Lanchester se pregunta si, tal como Turner inventó los crepúsculos, T.S. Eliot habrá inventado ese brote estacional en la frecuencia con que la gente intenta quitarse de en medio, y si, antes de la publicación de La tierra baldía, abril era en realidad, como el resto de los meses, totalmente benigno. Pero del mismo modo que la estación acoge en su seno a los maniacodepresivos y a los atormentados por el recuerdo con un toque de clarines que presagia el canto del cisne, también despierta en los demás un ánimo que lleva a felicitarse por el simple hecho de haber sobrevivido al invierno. Todo esto, como es natural, se palpa mucho más en las latitudes nórdicas que en las meridionales donde la luz no es un bien tan escaso. A un mismo tiempo, coinciden en la primavera el sueño eterno y el feliz despertar. No es la única contradicción; también existe en el cordero, que encarna en las religiones monoteístas la violencia del sacrificio y a la vez, en la cocina, la dulzura del asado lento y sin preparaciones sofisticadas.

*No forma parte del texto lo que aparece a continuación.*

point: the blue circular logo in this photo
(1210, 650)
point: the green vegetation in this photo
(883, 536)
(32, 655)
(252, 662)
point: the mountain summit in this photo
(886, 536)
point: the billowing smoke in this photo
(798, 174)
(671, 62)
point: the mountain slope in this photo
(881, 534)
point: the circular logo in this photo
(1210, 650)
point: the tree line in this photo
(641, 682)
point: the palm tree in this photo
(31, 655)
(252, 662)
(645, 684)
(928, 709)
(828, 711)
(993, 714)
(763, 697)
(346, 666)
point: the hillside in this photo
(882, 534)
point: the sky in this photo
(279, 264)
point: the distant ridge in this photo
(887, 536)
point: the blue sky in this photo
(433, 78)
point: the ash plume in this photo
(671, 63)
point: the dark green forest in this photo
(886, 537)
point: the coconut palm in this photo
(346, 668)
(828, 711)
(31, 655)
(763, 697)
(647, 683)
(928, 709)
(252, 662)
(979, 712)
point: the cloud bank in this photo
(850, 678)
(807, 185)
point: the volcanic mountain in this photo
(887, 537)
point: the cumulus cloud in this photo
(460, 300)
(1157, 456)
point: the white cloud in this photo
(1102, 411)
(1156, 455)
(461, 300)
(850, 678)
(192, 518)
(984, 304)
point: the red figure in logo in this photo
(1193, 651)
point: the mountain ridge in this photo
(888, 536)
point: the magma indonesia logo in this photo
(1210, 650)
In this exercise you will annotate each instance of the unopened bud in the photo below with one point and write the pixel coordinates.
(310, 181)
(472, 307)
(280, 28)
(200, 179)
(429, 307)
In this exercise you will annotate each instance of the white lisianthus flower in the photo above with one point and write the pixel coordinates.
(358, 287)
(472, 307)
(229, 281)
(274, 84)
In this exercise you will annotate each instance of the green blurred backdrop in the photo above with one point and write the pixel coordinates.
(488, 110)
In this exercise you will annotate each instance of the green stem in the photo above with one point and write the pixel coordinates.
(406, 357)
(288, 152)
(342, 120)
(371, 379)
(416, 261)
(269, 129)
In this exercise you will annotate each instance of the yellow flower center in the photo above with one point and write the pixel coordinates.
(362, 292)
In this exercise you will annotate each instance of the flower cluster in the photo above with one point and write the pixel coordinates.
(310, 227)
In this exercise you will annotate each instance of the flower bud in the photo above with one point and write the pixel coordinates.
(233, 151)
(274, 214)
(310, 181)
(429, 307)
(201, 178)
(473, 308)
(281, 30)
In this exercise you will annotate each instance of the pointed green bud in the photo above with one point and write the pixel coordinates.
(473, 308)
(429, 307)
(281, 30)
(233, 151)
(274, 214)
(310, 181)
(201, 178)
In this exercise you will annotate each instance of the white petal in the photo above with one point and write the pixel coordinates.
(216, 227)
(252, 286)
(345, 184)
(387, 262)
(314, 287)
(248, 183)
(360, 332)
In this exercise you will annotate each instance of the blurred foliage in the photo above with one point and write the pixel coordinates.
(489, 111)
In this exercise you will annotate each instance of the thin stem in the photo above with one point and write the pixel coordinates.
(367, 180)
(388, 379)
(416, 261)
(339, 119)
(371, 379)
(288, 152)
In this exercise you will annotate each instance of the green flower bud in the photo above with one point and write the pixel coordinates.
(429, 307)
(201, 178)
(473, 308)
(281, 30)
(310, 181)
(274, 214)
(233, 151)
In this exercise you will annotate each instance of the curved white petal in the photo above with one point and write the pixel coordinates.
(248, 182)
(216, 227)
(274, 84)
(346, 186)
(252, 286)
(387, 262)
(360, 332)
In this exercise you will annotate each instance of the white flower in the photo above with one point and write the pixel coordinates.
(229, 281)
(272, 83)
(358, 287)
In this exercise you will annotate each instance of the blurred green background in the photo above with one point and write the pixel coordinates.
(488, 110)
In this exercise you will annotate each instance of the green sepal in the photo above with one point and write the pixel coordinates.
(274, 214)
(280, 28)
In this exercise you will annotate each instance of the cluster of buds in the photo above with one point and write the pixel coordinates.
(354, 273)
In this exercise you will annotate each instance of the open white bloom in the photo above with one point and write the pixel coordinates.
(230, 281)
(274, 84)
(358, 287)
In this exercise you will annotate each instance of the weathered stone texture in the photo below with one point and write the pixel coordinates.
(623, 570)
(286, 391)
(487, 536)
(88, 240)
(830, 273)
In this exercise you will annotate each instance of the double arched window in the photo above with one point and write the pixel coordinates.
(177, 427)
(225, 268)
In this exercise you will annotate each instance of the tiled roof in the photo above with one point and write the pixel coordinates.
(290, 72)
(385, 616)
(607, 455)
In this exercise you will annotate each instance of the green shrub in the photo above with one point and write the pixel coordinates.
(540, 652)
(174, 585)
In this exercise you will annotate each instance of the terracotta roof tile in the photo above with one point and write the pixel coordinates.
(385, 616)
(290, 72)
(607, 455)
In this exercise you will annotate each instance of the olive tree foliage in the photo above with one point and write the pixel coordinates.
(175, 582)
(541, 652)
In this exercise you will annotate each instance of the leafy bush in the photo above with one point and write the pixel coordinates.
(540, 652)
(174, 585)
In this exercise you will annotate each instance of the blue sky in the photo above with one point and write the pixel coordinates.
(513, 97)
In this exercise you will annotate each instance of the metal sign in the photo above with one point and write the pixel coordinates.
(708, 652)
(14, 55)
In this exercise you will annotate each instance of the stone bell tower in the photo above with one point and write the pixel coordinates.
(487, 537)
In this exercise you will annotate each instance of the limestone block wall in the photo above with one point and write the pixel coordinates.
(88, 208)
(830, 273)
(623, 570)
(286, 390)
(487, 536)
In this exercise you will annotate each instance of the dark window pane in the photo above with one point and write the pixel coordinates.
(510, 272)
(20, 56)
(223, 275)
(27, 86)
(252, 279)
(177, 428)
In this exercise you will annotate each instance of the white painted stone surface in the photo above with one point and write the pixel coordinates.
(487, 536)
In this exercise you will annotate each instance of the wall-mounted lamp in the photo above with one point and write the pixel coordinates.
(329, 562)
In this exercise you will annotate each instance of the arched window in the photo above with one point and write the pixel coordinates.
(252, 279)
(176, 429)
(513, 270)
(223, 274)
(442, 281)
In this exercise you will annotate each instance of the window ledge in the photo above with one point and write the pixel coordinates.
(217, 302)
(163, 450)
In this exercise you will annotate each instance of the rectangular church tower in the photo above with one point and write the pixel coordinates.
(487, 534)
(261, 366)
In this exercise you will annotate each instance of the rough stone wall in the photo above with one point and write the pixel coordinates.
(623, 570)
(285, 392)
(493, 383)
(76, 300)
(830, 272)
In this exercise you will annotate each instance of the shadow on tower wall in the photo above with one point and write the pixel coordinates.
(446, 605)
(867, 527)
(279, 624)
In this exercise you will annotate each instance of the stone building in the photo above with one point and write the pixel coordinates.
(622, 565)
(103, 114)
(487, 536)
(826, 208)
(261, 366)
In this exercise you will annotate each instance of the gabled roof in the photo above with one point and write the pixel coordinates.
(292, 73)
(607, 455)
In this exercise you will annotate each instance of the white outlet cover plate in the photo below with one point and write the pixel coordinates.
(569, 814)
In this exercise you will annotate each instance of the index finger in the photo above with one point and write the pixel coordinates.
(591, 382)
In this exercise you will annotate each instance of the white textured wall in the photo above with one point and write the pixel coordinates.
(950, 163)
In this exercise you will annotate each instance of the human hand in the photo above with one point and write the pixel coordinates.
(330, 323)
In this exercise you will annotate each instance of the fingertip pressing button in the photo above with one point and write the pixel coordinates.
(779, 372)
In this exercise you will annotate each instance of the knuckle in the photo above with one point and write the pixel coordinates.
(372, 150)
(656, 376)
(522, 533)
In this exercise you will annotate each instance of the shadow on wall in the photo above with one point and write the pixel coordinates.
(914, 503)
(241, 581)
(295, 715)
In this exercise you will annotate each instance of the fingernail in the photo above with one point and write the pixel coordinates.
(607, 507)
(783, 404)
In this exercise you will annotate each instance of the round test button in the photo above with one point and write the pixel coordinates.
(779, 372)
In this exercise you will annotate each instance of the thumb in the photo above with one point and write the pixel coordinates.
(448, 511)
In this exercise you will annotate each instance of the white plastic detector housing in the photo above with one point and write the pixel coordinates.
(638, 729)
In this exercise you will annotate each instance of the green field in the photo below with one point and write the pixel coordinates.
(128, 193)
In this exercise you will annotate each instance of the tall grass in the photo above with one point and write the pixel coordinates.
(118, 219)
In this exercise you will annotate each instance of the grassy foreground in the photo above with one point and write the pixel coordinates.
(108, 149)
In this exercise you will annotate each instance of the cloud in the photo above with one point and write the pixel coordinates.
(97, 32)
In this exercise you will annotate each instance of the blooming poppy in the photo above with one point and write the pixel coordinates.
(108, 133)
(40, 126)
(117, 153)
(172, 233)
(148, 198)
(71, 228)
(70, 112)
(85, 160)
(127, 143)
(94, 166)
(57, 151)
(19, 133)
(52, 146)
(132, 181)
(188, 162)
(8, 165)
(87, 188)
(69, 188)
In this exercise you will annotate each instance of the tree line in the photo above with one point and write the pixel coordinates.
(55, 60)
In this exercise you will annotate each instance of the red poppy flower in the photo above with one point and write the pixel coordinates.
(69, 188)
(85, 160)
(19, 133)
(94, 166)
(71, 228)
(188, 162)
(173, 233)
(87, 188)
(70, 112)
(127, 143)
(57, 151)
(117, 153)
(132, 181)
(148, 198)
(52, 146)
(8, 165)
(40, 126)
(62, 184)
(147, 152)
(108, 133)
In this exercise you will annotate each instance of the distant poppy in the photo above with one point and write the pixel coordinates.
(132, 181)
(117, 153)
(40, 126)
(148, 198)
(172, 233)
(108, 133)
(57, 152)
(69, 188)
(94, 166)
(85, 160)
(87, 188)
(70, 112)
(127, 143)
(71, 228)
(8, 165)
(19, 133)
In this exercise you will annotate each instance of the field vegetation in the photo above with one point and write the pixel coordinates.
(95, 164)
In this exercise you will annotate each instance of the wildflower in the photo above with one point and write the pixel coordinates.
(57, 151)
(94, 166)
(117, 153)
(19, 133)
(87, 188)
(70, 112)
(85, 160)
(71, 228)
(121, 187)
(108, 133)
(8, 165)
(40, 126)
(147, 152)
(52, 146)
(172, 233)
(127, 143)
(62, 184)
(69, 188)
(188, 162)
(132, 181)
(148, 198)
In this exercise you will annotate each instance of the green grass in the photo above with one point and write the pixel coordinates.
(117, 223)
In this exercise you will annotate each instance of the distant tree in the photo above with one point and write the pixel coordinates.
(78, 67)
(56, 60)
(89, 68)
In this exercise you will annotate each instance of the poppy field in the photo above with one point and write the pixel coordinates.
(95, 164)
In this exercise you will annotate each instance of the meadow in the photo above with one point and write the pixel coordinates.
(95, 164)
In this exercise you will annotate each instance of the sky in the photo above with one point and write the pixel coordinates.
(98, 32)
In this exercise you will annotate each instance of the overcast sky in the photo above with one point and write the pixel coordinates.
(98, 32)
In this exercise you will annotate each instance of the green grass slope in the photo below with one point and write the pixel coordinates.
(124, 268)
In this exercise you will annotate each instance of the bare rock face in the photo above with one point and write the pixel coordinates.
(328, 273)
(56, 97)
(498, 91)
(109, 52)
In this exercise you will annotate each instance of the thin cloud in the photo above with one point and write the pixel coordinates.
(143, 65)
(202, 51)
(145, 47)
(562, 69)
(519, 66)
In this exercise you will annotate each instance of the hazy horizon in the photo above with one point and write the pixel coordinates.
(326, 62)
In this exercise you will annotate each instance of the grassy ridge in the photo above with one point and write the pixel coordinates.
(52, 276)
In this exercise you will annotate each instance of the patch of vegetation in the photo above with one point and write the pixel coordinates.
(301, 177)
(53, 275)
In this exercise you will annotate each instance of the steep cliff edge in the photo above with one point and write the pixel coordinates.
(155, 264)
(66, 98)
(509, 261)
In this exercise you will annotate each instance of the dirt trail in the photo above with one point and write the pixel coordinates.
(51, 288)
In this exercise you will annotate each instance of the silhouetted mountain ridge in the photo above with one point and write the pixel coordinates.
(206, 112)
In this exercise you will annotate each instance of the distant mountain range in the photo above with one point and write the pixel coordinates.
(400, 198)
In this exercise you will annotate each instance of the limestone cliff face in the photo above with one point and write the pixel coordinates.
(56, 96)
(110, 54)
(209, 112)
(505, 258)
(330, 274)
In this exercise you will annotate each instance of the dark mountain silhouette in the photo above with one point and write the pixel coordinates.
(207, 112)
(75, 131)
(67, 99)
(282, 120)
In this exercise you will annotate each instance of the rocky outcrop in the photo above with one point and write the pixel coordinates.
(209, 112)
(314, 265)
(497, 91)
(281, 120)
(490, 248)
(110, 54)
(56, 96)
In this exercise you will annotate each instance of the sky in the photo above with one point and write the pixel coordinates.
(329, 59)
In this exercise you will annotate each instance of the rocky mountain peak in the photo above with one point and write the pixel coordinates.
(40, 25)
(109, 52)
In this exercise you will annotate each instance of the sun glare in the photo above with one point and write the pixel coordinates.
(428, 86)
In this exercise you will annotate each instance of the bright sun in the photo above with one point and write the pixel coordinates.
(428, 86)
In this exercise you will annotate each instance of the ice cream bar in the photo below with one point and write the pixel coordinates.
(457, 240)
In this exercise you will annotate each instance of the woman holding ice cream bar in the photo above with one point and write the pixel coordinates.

Por la primavera discurre la Pascua. Y en la Pascua no hay más remedio que referirse al cordero. El personaje de la estupenda novela de Lanchester, el inolvidable Tarquin Winot, en uno de los momentos de ella reflexiona sobre el agneau pré-salé, ese que más de uno hemos visto pastando libremente por las marismas que rodean el Mont-Saint-Michel, en Normandía, se supone que inyectándose los aromas de la benéfica naturaleza y mordisqueando hierbas impregnadas por el aire salobre de las brisas marinas. Al igual que el criado en Pauillac (Gironde), que goza aún de mayor fama, en buena medida por ser inquilino de un municipio, como el bordelés, que acoge dos de los grands crus de Francia: Latour y Mouton-Rothschild. Estos ilustres especímenes de la raza ovina son, junto con los de las Ardenas y los de Sisteron, en los Alpes de la Alta Provenza, los corderos franceses que gozan de mayor consideración por sus carnes tiernas y jugosas, casi blancas. La leyenda sobre lo que comen contribuye a hacer el resto; igual los pré-salé, salobres, que los provenzales que se alimentan de las hierbas silvestres de la garriga secadas por el sol. En España, la tradicional discusión sobre churras y merinas se ha decantado culinariamente por las primeras.

La pierna para los franceses es la gigue y el gigot el muslo posterior del cordero. Les hablaré del gigot. Del asado a la española que requiere poco más que agua o del que Lanchester, o Tarquin Winot, elige en su prodigiosa novela sobre el placer: un gigot a la bretona, untado de mantequilla y aceite, tachonado con ajo y ramitas de romero después de hacerle incisiones en la carne.

El romero es parte esencial de cualquier bouquet garni carnívoro en Francia. En Italia lo usan también para el pescado y las salsas de tomate. El romero, como el lentisco, el tomillo y el mirto, dan la primavera. No hay sociedad más indisoluble en Francia que la del cordero y el romero, tanto en el asado como en los guisos de cazuela (le gigot au romarin). Del mismo modo que no existe en el plato, para los franceses, una asociación mayor que la del gigot y las alubias. Las flageolets que acompañan el asado bretón de Lanchester o las cocos cocidas a fuego lento y ligadas con mantequilla de caracol que tanto le gustan a Alain Ducasse, fiel partidario, a su vez, de cómo se asan dulcemente los corderos lechales en Castilla. Con menor parafernalia.

Tanto el chef francés como Lanchester, que durante años y antes de dedicarse a otras cosas ejerció la crítica gastronómica en el Observer de Londres, muestran su fascinación por la alquimia de los árabes con el cordero y los albaricoques. Ese jugo almibarado que actúa como confit, a decir de Ducasse, o esas paletillas deshuesadas y rellenas de la fruta “que provocan revoluciones equiparables a las de Copérnico o Einstein”, de la forma en que lo cuenta el escritor británico nacido en Hamburgo y criado en Calcuta, Rangún, Brunei y Hong Kong. Estoy con ellos, las veces que comí buenos tajines de cordero en Marruecos sentí, al mismo tiempo, deslizarse la carne sedosa empapada del almíbar como una de las mejores mezclas de salado y dulce, no siendo, además, un seguidor incondicional de ellas.

Aún esperamos a ese animal salvaje. Es primavera y tiene que serlo desde el primer instante. Como escribió Chesterton, nunca lo es si no llega demasiado pronto.